Competition RPI: Memory, Learning, Wiki, Dream, and Pruning Pipelines
Reverse-engineered April 25, 2026 from public repositories and AgentOps source-of-truth docs. This is a capability comparison, not a clone plan.
Generated RPI packets were produced with skills/reverse-engineer-rpi/scripts/reverse_engineer_rpi.py
for Superpowers, Compound Engineer, GSD, Claude-Flow/Ruflo, GitHub Spec Kit, and cc-sdd.
Executive Read
| Product | Competitive signal | AgentOps implication |
|---|---|---|
| Claude-Flow / Ruflo | Strongest mechanized memory: AgentDB, ReasoningBank, semantic/vector search, namespaces, hooks, and explicit consolidation. | Treat Ruflo as the benchmark for database-backed memory operations and pruning metrics. |
| Compound Engineer | Closest markdown compounding neighbor: docs/solutions/, YAML frontmatter, learning search agents, and refresh semantics. | Treat Compound Engineer as the benchmark for human-readable solution-library maintenance. |
| GSD | Strongest .planning/ context engineering and lightweight cross-session threads. | Borrow low-friction working-memory primitives without weakening AgentOps' scored memory model. |
| SDD tools | Strongest spec lifecycle discipline and implementation-note propagation inside a spec. | Keep AgentOps complementary to specs; make learning handoff into spec/task loops obvious. |
| Superpowers | Strongest small-surface workflow discipline and skill TDD posture. | Use it as a skill-quality bar, not a memory benchmark. |
| Karpathy LLM Wiki pattern | Best framing for external knowledge accumulation: raw inputs become a navigable synthesized wiki. | AgentOps' llm-wiki should stay distinct from .agents repo memory but connect through forge, compile, and inject. |
AgentOps' current differentiation is the combination of repo-native .agents memory, scored promotion, citations, validation gates, and a private overnight Dream contract.
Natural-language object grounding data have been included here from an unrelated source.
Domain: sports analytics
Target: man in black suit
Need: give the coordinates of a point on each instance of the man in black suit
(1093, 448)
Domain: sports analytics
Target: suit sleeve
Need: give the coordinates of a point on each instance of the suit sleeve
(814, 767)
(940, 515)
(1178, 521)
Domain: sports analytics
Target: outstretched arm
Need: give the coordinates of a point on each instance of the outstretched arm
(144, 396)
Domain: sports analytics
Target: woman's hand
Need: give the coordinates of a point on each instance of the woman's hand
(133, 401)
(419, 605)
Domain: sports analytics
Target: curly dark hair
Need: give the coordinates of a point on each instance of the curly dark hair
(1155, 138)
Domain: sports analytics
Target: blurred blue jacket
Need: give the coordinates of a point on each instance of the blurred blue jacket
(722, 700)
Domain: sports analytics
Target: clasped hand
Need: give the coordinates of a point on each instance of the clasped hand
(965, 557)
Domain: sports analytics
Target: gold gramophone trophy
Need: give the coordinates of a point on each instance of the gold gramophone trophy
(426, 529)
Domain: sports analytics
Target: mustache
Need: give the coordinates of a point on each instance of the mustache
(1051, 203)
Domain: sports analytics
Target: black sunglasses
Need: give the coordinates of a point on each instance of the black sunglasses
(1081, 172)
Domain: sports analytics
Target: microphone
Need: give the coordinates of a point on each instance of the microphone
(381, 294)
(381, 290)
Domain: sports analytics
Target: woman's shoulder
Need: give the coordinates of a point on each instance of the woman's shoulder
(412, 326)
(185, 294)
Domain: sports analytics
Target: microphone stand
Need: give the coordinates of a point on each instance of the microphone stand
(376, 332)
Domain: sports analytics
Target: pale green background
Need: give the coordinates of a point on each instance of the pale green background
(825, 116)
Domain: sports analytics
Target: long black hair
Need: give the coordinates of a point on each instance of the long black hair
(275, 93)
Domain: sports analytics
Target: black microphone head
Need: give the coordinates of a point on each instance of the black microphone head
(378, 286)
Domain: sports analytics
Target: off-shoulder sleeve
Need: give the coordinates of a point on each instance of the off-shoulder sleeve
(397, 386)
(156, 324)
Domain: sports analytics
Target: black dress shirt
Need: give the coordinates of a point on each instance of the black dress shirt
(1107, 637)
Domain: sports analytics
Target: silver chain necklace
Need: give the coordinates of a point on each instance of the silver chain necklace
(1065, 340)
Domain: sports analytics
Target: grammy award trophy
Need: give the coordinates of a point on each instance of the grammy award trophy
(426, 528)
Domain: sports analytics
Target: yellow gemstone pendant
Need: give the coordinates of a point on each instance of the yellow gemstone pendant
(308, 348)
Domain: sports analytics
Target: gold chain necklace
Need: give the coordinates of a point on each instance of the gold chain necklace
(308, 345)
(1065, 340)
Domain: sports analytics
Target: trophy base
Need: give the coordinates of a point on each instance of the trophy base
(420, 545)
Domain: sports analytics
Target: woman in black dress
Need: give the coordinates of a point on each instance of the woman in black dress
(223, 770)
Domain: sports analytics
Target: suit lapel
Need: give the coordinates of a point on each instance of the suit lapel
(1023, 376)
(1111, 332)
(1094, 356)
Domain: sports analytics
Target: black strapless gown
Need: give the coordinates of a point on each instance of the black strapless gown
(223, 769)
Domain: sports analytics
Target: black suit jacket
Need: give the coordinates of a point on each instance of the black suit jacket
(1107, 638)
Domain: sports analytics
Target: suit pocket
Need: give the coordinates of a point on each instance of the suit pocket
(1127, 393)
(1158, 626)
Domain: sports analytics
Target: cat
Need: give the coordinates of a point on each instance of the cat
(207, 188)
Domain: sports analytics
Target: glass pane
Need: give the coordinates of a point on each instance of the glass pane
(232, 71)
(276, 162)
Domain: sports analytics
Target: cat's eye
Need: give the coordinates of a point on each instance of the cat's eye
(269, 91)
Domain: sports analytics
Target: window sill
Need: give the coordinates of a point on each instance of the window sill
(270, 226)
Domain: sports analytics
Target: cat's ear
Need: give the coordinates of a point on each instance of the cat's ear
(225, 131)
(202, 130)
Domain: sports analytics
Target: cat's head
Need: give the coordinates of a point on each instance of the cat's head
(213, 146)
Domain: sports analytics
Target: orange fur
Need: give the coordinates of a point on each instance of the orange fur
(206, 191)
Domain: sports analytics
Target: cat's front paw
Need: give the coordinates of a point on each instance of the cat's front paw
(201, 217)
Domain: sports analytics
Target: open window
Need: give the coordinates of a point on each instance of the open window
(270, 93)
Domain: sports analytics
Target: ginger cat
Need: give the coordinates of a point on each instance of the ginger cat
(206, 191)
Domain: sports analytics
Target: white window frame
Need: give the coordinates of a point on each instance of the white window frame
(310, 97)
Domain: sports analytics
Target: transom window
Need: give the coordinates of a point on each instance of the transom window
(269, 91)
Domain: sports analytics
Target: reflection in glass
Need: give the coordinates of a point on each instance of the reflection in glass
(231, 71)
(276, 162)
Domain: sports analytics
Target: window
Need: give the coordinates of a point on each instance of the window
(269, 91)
Competitors usually have one or two of those pieces, not the full closed loop.
Comparison Matrix
| Aspect | Superpowers | Compound Engineer | GSD | Claude-Flow / Ruflo | Spec Kit | cc-sdd | AgentOps |
|---|---|---|---|---|---|---|---|
| Memory substrate | Specs, plans, worktrees, optional conversation search | docs/solutions/, YAML frontmatter, session history, auto-memory | .planning/ files, STATE.md, threads, graph artifacts | .swarm/memory.db, AgentDB, ReasoningBank, namespaces, vector search | Specs, plans, tasks, constitution; community memory extensions | .kiro/steering, brief.md, specs, tasks, implementation notes | .agents markdown, JSONL, compiled context, citations, bd |
| Compounding loop | Skill use and skill authoring discipline | compound captures solutions; compound-refresh maintains corpus | extract_learnings, threads, spike/sketch wrap-up into project skills | Retrieve -> judge -> distill -> consolidate | Spec feedback loop; memory mostly extensions | Implementation notes injected into later tasks | Forge -> score -> promote -> inject; post-mortem and Dream loops |
| Wiki shape | None | Solution library, not raw-to-wiki | Planning tree and optional graph, not wiki | Database/vector memory, not wiki | Extension ecosystem, not core wiki | Spec workspace, not wiki | llm-wiki: raw sources -> synthesized wiki -> lint/promote |
| Dream/offline cycle | None found | Refresh/autofix, but no explicit overnight cycle | No; "dream extraction" is project-init wording | Periodic/nightly consolidation is closest analog | None in core | None found | ao overnight Dream contract with safe staging and morning packet |
| Automated pruning | None found | Keep, update, consolidate, replace, delete; uncertain docs marked stale | Cleanup/archive and health repair | Cleanup by days/namespace; consolidation reports pruned items | Not core; community optimize/memory lint concepts | No corpus pruning found | Maturity decay, dedup, contradictions, prune/evict, defrag |
| Skill suite | 14 skills, 3 commands, 1 agent in clone | Docs claim 42+ skills and 50+ agents; clone showed 36 skill dirs and 51 agent files | 85 GSD command files and 33 agents in clone | v2 docs claim 25 skills and 100+ MCP tools; clone showed 38 .claude/skills, 168 command docs, 7 top-level agents | Command templates and extensions rather than a skill suite | Docs claim 17 skills across 8 agents; public repo stores an installer skill plus templates/docs | 69 skills plus CLI, hooks, contracts, schemas |
| Primary pipeline | Brainstorm -> worktree -> plan -> subagent dev -> TDD -> review -> finish branch | Ideate -> brainstorm -> plan -> work -> review -> compound -> refresh | New project -> discuss/research -> plan -> execute waves -> verify/UAT -> ship -> extract learnings | Swarm/hive-mind -> hooks -> shared memory -> post-command memory -> session restore/consolidation | Constitution -> specify -> plan -> tasks -> implement | Discovery -> spec init -> requirements -> design -> tasks -> impl -> validate | Research -> plan -> pre-mortem -> crank -> vibe -> post-mortem -> flywheel |
AgentOps Baseline
AgentOps presents itself as an operational layer and context compiler. The public README describes four layers: bookkeeping, validation, primitives, and flows. It also describes repo-local .agents memory and the RPI flow: research, plan, pre-mortem, crank, vibe, post-mortem, and flywheel.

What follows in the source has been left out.